SCOTT GILLESPIE, CEO OF TRAVEL DATA CONSULTANCY T CLARA, has somewhat controversial views when it comes to the benchmarking of air fares. It is “completely pointless, and morally and ethically wrong”, he says. “There is no value in it other than to pander to management, which expects benchmarks to be provided.”
He says the premise of traditional benchmarking is flawed for three reasons. “First, buyers will rarely reveal benchmarks that make the supplier’s pricing look favourable; conversely, TMCs may have reason to make their efforts at managing a client’s spend look successful. Second, it matters not to the supplier what another provider’s pricing is – airlines customise their offer to each buyer. Third, benchmark data is typically old enough not to reflect market conditions.”

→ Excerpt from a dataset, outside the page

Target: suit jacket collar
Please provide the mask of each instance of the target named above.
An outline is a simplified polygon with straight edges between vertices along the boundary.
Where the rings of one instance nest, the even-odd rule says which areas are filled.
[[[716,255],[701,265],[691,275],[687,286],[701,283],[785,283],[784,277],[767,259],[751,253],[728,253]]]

He adds: “You have to account for 6-8 empirically, statistically relevant factors before you can conclude whether or not you negotiated an inferior or superior price with an airline, including the distance between city pairs, the point on the fare-ladder that was bought, the number of connections taken, or the ability to move volume to the airline.” He says his firm is beta-testing a tool that can achieve this, and hopes to roll it out early next year.
Gillespie recommends benchmarking the traveller experience, as relentless travel plays a major part in loss of corporate talent.
The figures are compelling: HR professionals calculate that taking into account recruiting costs, and lost time and productivity, the cost of replacing a middle level or senior manager was between 50 and 200 per cent of the position’s annual salary. And Gillespie adds that an organisation is “likely to spend around six figures to send travellers around the world, so these are an organisation’s most valuable employees”.
T Clara recorded more than one million trips undertaken by 150,000 travellers in its database. The research focused on those spending more than 40 nights a year on business away from home. “Data tells us the things that really matter are nights away from home, number of hours in the air and amount of time spent travelling on one’s personal clock – that is, when people are on a plane outside 8am to 6pm, Monday to Friday,” says Gillespie. Two-thirds of hours flown by employees are outside business hours.
The two other stressful factors are travelling at short notice and regularity of travel: people get more frustrated and stressed over short periods of intense travel than over a longer period of more moderate travel. To mitigate this, organisations can create a different travel culture, whereby employees do not schedule meetings on a Monday morning or Friday afternoon, to minimise the need for travel on weekends or starting early on Mondays, and finishing late on Fridays.
“Organisations ought to be asking their road warriors what they want to make their travel more sustainable,” says Gillespie. “How can we keep you travelling at this pace? Or, if we can’t, please tell us so that we don’t burn you out. Can we make your travel healthier, more productive, more convenient?” These could – literally, for a cost-conscious company – prove to be the million-dollar questions.